Vanity Fair on Wednesday published an excerpt of "Barack Obama: The Story," the biography by Washington Post reporter David Maraniss that Simon & Schuster will publish next month. (Simon & Schuster Inc. is owned by CBS Corporation, the parent company of CBS News and CBSNews.com.) The book details Mr. Obama's relationships with Alex McNear and Genevieve Cook, women he dated in his early 20s.

Maraniss writes that Mr. Obama "receded into the most existentialist stretch of his life" in New York, which was illustrated in part by his correspondences with McNear.

Mr. Obama met McNear at Occidental College and later reconnected with her in New York in the summer of 1982. She returned to California after the summer, and she and Mr. Obama wrote a series of "passionate" letters to each other, Maraniss writes. He continues:

Obama was the central character in his letters, in a self-conscious way, with variations on the theme of his search for purpose and self-identity. In one letter, he told Alex that it seemed as if many of his Pakistani friends were headed toward the business world, and his old high-school buddies were "moving toward the mainstream." Where did that leave him? "I must admit large dollops of envy for both groups," he wrote. "Caught without a class, a structure, or tradition to support me, in a sense the choice to take a different path is made for me The only way to assuage my feelings of isolation are to absorb all the traditions [and] classes; make them mine, me theirs."

In another letter to McNear about T.S. Eliot, Obama writes, "Remember how I said there's a certain kind of conservatism which I respect more than bourgeois liberalism--Eliot is of this type."

Maraniss also gives details of Mr. Obama's relationship with Genevieve Cook, a 25-year-old he met in 1983, when he was 22. It was "the deepest romantic relationship of his young life," Maraniss writes.

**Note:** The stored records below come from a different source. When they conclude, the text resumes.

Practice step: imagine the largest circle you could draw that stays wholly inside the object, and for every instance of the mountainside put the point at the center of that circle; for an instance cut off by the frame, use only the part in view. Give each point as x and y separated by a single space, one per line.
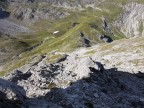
71 53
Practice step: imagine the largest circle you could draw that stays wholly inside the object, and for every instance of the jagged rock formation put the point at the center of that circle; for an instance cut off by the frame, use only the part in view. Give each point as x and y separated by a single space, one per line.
45 75
132 20
78 82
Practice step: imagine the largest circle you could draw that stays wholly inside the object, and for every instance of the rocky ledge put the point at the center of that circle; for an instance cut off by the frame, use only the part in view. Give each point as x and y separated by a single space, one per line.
72 82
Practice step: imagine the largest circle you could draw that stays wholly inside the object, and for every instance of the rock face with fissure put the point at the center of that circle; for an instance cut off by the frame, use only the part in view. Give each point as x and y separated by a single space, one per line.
131 22
74 82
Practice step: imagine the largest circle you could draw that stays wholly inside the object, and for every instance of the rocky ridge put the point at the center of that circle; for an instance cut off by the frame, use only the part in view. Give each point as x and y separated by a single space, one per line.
79 80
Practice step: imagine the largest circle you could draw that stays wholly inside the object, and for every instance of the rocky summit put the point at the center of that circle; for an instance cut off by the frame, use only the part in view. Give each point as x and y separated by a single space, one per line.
71 54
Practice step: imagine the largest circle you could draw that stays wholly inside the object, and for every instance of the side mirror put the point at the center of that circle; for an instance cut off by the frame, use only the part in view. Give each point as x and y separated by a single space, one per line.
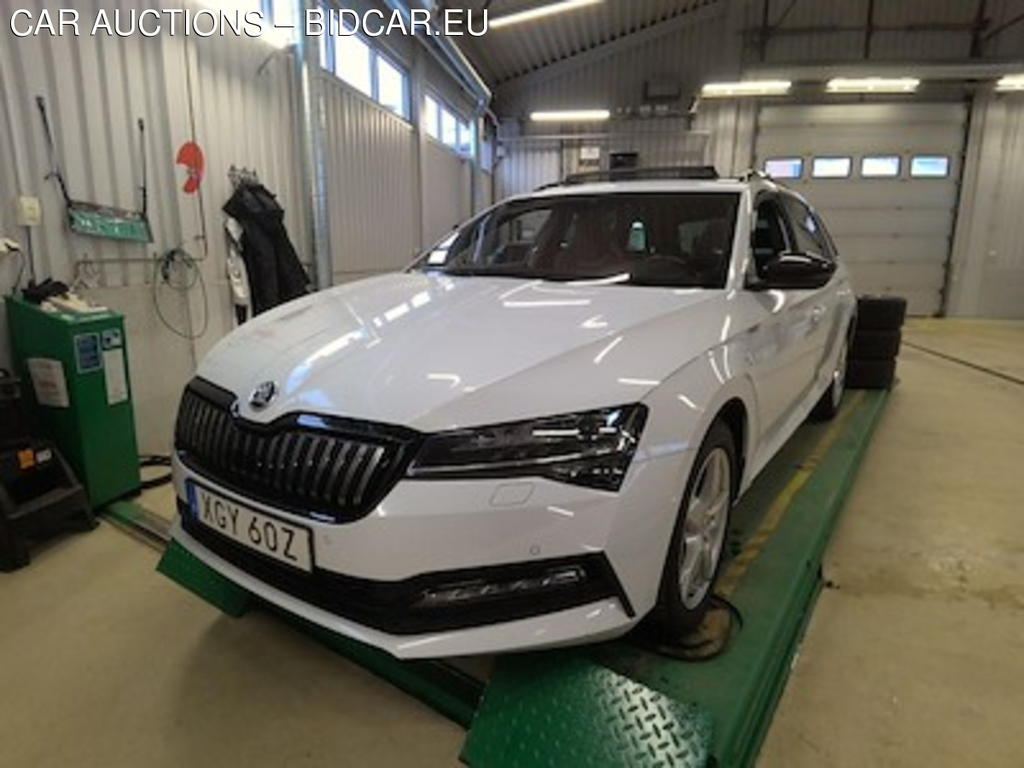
795 271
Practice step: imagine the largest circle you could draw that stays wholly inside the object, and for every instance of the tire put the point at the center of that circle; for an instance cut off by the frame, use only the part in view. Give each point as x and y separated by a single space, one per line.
698 538
870 374
877 345
881 312
826 408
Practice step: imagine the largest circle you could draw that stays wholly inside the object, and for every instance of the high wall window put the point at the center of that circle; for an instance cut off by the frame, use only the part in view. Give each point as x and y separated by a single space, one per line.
353 62
830 167
358 62
929 166
441 123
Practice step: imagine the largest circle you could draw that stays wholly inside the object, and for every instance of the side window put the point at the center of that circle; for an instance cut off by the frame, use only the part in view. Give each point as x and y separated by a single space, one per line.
769 238
807 230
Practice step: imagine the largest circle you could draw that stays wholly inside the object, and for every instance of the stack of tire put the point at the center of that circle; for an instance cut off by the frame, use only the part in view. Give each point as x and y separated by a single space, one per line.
877 340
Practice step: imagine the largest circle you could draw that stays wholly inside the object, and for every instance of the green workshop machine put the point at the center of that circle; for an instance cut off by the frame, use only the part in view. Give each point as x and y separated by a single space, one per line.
75 368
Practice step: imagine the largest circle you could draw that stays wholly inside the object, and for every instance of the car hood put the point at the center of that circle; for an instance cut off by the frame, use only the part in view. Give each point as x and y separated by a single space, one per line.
436 352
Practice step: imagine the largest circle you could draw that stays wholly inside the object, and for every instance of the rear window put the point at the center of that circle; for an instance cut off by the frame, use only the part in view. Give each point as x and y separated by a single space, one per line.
677 240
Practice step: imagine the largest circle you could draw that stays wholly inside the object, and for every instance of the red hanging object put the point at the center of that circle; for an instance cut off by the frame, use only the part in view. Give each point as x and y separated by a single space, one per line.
190 156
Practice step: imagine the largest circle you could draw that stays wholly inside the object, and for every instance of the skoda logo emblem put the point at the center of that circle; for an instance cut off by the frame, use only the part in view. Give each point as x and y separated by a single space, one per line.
263 395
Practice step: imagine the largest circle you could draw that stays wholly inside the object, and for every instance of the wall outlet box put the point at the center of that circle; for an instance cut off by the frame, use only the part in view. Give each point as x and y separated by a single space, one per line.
28 211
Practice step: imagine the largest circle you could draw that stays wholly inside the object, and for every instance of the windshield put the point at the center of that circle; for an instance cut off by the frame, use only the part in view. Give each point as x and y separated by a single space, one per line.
681 240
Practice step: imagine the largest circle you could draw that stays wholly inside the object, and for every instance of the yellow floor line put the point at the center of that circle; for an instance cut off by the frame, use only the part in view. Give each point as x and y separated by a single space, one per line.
753 547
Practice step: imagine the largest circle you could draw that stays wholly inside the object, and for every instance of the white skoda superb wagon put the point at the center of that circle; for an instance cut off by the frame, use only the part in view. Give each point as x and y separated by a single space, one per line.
532 436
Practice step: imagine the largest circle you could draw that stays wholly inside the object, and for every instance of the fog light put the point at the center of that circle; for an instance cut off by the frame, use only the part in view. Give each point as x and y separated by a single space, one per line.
472 591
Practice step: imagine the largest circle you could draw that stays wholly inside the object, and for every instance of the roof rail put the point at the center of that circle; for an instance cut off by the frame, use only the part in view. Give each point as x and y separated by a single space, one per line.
637 174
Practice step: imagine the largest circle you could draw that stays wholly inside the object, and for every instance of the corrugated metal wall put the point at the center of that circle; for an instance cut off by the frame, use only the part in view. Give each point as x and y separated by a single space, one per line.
373 196
722 41
904 31
446 181
988 249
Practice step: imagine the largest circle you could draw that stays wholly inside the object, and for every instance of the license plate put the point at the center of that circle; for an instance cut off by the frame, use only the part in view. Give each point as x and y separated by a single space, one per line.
282 541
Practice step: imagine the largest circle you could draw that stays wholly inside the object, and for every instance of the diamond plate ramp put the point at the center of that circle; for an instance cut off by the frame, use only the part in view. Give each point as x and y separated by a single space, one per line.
558 710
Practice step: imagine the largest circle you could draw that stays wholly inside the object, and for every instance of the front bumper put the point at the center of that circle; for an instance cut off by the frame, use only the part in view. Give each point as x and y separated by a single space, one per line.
594 622
371 574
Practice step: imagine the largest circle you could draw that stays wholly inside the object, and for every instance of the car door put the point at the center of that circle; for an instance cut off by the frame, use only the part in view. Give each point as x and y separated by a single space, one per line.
781 348
825 326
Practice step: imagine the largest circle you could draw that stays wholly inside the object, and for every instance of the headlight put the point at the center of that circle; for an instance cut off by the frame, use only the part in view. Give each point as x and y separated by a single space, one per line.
592 449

In journal entries that Maraniss excerpts, Cook mused over Mr. Obama's personality, noting his reserved nature. "Barack--still intrigues me, but so much going on beneath the surface, out of reach. Guarded, controlled," she wrote on March 22, 1984.

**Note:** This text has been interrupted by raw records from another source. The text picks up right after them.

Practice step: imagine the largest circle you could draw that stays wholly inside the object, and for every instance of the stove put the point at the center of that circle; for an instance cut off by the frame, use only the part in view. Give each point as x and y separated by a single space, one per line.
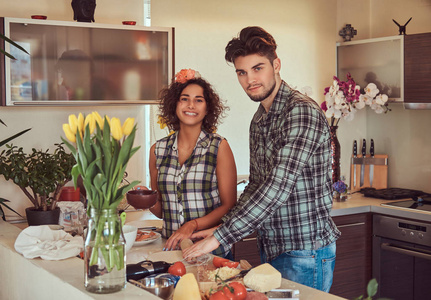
417 203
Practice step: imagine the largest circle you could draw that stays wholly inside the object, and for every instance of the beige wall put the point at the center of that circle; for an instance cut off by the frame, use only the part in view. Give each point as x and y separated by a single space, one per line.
402 134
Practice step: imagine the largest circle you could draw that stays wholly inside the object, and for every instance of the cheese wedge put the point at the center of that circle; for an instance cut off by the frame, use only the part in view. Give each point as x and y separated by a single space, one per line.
263 278
187 288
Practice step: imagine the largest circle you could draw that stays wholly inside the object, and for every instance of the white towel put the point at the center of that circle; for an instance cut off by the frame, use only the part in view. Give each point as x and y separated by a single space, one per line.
41 241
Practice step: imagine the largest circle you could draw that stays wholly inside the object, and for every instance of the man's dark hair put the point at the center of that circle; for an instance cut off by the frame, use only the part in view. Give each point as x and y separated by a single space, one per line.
251 40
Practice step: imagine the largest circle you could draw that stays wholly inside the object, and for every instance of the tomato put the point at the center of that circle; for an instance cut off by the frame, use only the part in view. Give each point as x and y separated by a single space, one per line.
235 291
230 264
217 261
218 296
178 269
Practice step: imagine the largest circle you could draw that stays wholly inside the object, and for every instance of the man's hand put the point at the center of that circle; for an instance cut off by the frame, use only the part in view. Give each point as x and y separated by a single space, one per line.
204 246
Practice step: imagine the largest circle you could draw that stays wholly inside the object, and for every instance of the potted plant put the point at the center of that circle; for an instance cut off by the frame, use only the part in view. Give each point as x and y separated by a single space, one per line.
41 176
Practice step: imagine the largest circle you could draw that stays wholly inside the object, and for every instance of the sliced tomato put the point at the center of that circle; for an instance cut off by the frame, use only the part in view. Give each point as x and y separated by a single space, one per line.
235 291
218 296
217 261
178 269
230 264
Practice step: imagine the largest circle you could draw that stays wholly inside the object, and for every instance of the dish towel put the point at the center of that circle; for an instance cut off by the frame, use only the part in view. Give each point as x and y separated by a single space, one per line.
41 241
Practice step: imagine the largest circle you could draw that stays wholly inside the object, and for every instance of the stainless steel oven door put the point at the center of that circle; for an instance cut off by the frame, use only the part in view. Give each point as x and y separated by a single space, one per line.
402 270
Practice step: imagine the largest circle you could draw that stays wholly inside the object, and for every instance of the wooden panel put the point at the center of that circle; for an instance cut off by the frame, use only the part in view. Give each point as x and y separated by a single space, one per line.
353 263
417 68
380 179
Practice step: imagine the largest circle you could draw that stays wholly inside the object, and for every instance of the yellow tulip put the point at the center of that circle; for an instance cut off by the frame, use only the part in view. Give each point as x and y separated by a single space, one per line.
128 126
91 121
98 119
116 131
69 133
73 123
80 122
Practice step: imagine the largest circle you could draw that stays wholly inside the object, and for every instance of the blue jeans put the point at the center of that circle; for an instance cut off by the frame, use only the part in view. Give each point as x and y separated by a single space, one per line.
313 268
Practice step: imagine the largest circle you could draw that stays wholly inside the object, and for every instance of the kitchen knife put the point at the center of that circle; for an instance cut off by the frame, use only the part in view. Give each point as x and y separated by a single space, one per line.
355 153
364 151
372 165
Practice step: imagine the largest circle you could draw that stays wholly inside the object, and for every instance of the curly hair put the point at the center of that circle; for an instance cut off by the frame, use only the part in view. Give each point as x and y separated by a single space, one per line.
251 40
171 95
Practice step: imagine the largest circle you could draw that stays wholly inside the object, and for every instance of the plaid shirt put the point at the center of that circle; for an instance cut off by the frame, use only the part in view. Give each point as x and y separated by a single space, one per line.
189 191
289 197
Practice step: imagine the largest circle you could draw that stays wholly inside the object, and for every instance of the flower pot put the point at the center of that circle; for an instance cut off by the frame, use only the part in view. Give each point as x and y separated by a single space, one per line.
104 254
39 217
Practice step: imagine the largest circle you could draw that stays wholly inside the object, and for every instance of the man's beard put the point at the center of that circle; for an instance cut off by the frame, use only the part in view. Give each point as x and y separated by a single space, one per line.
263 96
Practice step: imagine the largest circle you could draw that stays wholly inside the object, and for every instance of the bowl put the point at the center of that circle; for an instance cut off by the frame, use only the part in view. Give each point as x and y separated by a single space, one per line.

Mr. Obama described Cook in his memoir "Dreams of My Father" without using her name, recounting her as "a woman in New York that I loved...She was white. She had dark hair, and specks of green in her eyes. Her voice sounded like a wind chime."

The president later acknowledged that while Cook was his New York girlfriend, his description of her was a "compression" of former girlfriends.

Maraniss writes that Mr. Obama made his way to Chicago after taking interest in Harold Washington's mayoral campaign there. Coincidentally, Mr. Obama's current campaign adviser David Axelrod worked for Washington's re-election campaign in 1987.